First up was Shrestha, whose pleasant, square face beamed above his crisp blue shirt. He pitched Leucadia, “a minor Berkshire” that invests in undervalued companies. Unlike Berkshire, however, it turns them around and sells them. He pulled up Leucadia’s Website, whose stripped-down look is eerily similar to Berkshire’s.

“Sudeep, it trades at $22 a share,” said Rosenwald. “What is the value exactly?”

Shrestha pointed out that Leucadia’s mining investments had turned off investors. As a result, it traded at a discount to book. In the past 30 years it had traded at a discount only three times. The chairman and president collectively owned a fifth of the company. One issue, he pointed out, was that they were elderly. (A few weeks later, Leucadia addressed that concern by buying 71% of the investment bank Jefferies Group [JEF] it didn’t own; Jefferies’ CEO would become CEO of the combined company.)

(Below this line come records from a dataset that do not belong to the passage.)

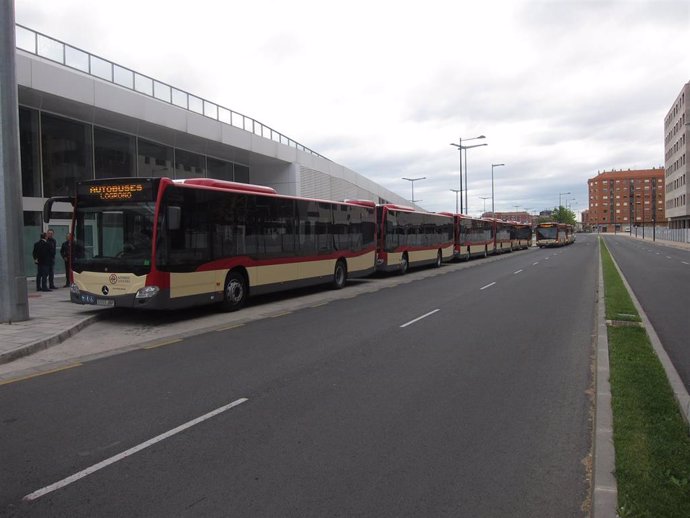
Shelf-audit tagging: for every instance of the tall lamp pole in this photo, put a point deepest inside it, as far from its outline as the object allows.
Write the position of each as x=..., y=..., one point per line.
x=559, y=198
x=484, y=198
x=412, y=181
x=460, y=149
x=493, y=210
x=456, y=191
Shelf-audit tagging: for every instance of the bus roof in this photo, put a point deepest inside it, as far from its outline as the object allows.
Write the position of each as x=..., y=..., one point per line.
x=225, y=184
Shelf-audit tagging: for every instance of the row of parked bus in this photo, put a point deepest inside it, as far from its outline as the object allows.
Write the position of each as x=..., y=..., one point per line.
x=159, y=243
x=554, y=234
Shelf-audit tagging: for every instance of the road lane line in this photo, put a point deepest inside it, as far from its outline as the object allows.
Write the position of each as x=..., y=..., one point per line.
x=419, y=318
x=43, y=373
x=107, y=462
x=228, y=327
x=161, y=344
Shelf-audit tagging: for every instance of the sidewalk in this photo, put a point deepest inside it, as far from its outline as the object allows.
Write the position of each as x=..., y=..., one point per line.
x=52, y=319
x=648, y=239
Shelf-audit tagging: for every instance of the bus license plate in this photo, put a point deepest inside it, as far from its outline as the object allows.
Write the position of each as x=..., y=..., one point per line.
x=90, y=299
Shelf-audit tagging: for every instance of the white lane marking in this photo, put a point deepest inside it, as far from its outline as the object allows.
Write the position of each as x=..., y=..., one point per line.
x=107, y=462
x=419, y=318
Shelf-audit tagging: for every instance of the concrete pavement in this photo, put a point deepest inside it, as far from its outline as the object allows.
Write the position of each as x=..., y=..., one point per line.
x=52, y=319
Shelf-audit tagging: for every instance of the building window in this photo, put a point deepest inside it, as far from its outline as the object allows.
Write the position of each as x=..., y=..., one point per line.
x=241, y=173
x=29, y=150
x=154, y=159
x=113, y=154
x=67, y=154
x=220, y=170
x=189, y=165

The students lined up enthusiastically to pitch. One touted the contingent value rights of the drug company Sanofi (SNY);  another pitched Genworth Financial (GNW), and still another talked about the value in American Residential Properties, which did a private offering over the summer.

Then came Neil Dudich, a portly, well-spoken student. Dudich described the charms of trucking company Arkansas Best (ABFS), whose ability to compete during the recession was curtailed by an ill-timed contract with its unionized workforce in 2008. Since then, the stock had collapsed by 80%, to 0.6 times tangible book, a fraction of its 10-year average. The market value was now about equal to the price Arkansas Best paid for a logistics firm early this year. Arkansas Best was about to negotiate a new union contract that Dudich believed would be more favorable, and the market was “losing sight of the mid- and long-term.”

Dudich, 35, thought that he knew what he was talking about. He worked for the union representing movie and TV directors. In the following days, Hsu picked Arkansas Best and Leucadia for the NYU endowment.

THE NEXT WEEK, ROSENWALD was on a plane to Asia to check on investments such as Transcosmos (9715.Japan), a Japanese outsourcing company whose founding family “lives for dividends,” and Fosun International (656.Hong Kong), often referred to as China’s Berkshire.

The investments were outside the U.S. but followed the same principles: “Find something worth $1 trading at 50 cents; research, research, research; and then buy it and sit on it,” Rosenwald says. “I wouldn’t want to be taught that there’s no way to make extra money in the world, that all knowledge is known and in stock prices. My grandfather would say that’s ridiculous.”